Goss’ book is devoted to one building, a sequence of the most luxurious interior spaces of the home of the idealized, semi-fictional collector, created by the Ruhlmann’s group. “Who was that collector?” I asked. It was, in fact, Ruhlmann himself who played the role of the collector, and it was his own taste that ultimately determined the visual direction of the pavilion. It was the most publicized and well-visited pavilion of the 1925 Paris Exposition, presenting the best of the new French style. Ruhlmann extracted his distinctive and personal luxurious vocabulary from the 18th-century Golden Age of French Decorative Arts.
In a chapter that is mostly biographical, we learn that while he was a gifted draftsman, he was actually not a craftsman. “Ruhlmann’s work of the 1920s,” Goss suggests, “is considered his finest, embodying the combination of traditions and innovation that typify French Art Deco.” And his vision of spaces was summarized in his own words: “One room, one space,” he famously said, “cannot be considered in isolation.” It was the relationship between the rooms that mattered—the circulation that brought them together into one whole, into a symphony of abstract classicism, a concept embodied to its ultimate extent in his 1925 pavilion. “What makes this building great?” I asked. “The richness of the pavilion’s interior,” he said, “contrasted with the sobriety of its exterior. It represented Ruhlmann’s skill as an ensemblier, his ability to provide every aspect of an interior from architectural details and furniture to textiles, lighting, paintings, sculpture, and objects d’art.”
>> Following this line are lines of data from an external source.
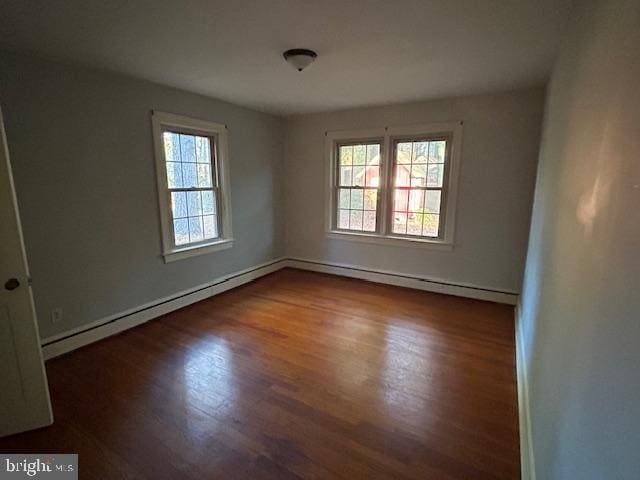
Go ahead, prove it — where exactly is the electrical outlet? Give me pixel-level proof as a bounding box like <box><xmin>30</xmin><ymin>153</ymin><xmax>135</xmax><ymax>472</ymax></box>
<box><xmin>51</xmin><ymin>308</ymin><xmax>63</xmax><ymax>323</ymax></box>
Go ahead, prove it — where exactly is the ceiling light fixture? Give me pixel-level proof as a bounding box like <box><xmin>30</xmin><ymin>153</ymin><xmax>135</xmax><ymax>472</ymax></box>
<box><xmin>282</xmin><ymin>48</ymin><xmax>318</xmax><ymax>72</ymax></box>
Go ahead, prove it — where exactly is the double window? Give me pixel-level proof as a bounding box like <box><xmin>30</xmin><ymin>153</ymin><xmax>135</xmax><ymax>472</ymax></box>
<box><xmin>152</xmin><ymin>112</ymin><xmax>232</xmax><ymax>261</ymax></box>
<box><xmin>327</xmin><ymin>122</ymin><xmax>462</xmax><ymax>246</ymax></box>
The book is comprehensive, and its narrative is built gradually, providing the background information that allows us to fully appreciate the greatness of Hôtel du Collectionneur. The chapters are not repetitive, and the descriptions are balanced with analytical text. It opens with an overview of Art Deco and the crucial role of the artisans in reviving the greatness of French decorative arts, illuminating the various sources of the time. The second chapter, ‘The 1925 Exposition,’ places it in the context of the culture of the world’s fairs, illustrated with some magnificent imagery of the pavilions presented at the fair. In the third chapter, Goss explores the prolific career and biography of E.J. Ruhlmann, which leads to the heart of the book, ‘The Collector’s House of 1925,’ whose structure was modeled on 18th-century pleasure pavilions. Notably, a hunting lodge was built in Versailles in 1750. This chapter is accompanied by a facsimile of the original catalogue, which documents the pavilion, allowing the reader to immerse himself in the period and ultimately experience not only the pavilion but also to understand what makes it one of the best interiors of the century. The talk with Jared Goss allowed the audience to delve into the world of Josephine Baker and the Golden Age of Jazz, the vibrant and chic lifestyle in Paris, the life of luxury, and the story of one man who inherited his father’s decorating business and brought luxury back to the cradle of taste.